I brush my mousy blond hair away, and splash my face with cold water. I look up, and see her looking back at me. Dawn, Dawnie, Kid, Sis, pain, Sister to the Slayer and daughter of no one. No one alive, and no one who matters. I don't even know who I am anymore.
In my room I can't even hear the muffled noises anymore. I am isolated, and wrapped in silence. Well, near enough. Kids play beneath my window and birds sing and fly in great rushes of air. I watch the children running up and down, throwing a ball.

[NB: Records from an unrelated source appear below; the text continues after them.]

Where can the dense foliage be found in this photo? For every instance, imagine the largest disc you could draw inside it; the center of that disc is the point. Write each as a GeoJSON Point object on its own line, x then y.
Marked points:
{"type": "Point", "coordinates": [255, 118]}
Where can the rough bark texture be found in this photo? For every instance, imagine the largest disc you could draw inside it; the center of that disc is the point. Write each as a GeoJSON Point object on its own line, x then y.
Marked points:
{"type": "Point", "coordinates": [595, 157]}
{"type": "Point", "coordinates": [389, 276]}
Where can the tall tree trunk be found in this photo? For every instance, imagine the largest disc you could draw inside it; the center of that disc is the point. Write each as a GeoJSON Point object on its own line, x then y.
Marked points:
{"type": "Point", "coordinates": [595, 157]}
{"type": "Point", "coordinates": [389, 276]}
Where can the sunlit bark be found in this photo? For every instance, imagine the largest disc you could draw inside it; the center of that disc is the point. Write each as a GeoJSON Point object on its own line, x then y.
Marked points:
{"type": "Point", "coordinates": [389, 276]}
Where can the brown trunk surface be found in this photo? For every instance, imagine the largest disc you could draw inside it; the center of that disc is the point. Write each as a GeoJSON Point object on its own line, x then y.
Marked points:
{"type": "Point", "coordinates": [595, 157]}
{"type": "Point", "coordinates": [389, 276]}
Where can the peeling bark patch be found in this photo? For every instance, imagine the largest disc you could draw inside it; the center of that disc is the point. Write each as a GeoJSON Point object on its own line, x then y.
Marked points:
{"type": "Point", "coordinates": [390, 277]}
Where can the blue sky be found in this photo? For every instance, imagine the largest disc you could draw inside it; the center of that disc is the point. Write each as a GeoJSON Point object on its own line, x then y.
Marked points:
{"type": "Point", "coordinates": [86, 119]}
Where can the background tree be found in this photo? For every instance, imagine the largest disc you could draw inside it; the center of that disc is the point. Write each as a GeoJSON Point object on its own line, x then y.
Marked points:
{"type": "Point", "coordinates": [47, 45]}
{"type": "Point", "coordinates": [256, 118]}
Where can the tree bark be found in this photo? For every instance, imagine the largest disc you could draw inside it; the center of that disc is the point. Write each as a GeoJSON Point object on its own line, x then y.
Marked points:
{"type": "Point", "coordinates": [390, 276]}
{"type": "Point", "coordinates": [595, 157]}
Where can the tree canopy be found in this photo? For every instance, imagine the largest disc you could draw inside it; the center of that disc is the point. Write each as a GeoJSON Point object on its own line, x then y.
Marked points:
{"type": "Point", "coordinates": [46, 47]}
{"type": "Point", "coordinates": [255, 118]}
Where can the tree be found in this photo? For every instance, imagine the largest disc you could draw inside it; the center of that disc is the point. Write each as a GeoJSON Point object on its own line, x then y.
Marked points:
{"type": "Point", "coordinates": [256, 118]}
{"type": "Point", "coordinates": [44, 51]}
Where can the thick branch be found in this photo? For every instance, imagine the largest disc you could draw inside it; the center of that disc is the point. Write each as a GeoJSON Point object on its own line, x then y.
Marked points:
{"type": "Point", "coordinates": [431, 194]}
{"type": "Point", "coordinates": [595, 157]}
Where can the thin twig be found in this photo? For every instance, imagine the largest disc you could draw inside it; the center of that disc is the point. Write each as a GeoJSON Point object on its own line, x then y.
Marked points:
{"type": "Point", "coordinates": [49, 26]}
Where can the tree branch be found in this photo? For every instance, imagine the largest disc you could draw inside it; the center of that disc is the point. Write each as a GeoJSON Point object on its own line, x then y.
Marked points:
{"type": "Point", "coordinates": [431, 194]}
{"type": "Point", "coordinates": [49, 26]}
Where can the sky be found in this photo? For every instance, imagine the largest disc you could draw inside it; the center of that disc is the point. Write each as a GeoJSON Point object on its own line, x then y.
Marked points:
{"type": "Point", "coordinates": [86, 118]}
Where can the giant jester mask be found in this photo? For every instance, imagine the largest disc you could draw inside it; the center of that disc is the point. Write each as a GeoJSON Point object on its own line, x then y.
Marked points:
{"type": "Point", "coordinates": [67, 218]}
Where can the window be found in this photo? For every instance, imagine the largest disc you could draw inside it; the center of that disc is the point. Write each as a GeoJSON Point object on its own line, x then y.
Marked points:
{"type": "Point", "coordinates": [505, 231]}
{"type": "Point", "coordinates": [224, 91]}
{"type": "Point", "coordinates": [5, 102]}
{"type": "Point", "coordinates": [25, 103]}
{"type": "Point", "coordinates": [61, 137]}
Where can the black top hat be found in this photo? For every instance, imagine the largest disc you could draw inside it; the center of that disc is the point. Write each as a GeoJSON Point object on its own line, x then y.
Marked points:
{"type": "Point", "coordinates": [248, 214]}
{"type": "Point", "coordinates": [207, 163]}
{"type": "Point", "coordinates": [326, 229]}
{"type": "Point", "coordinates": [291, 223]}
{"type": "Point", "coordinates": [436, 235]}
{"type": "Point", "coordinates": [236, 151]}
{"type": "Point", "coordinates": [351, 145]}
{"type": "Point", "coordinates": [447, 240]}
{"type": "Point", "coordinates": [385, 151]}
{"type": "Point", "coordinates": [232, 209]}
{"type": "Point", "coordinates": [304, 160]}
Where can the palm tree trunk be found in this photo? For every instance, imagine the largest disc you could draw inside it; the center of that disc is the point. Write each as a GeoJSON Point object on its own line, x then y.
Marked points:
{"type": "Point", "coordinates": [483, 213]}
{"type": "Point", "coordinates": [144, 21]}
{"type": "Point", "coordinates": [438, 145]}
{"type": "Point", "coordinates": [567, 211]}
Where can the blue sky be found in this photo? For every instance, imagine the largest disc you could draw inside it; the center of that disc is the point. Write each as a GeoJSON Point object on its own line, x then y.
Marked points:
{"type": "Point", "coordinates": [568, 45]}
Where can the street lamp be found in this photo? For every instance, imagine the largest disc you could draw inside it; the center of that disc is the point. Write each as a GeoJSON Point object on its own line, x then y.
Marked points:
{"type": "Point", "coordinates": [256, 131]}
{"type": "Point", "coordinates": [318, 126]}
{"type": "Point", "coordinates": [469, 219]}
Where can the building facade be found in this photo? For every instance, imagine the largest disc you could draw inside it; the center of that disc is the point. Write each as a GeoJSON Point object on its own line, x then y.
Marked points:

How innocent and naïve. When Buffy was about my age she learnt that vampires and demons existed. I was about the age of those children, about ten, maybe a little older, maybe a little younger. Buffy and then Giles and mom, when she eventually found out, lectured me continuously about how anyone could be a vampire, that they looked human until it was too late.
I guess it stuck with me. I never made friends easily, and what ten year old can when every face they see could be a mask to hide someone's true nature?
It took me a while to realise that every face you see is a mask, whether they are a demon or not. A while, but not that long.
Buffy used to be my hero, but now I've realised that she's not infallible. She occasionally stumbles and falters, she can pause at the wrong place and attack at the wrong time. She has to train, has to work, has to study. And sometimes she hates it. And she knows she could die at any minute, and has regrets. And she can't protect everyone and she can't stop every disaster. She couldn't save my mom. And she can't save me.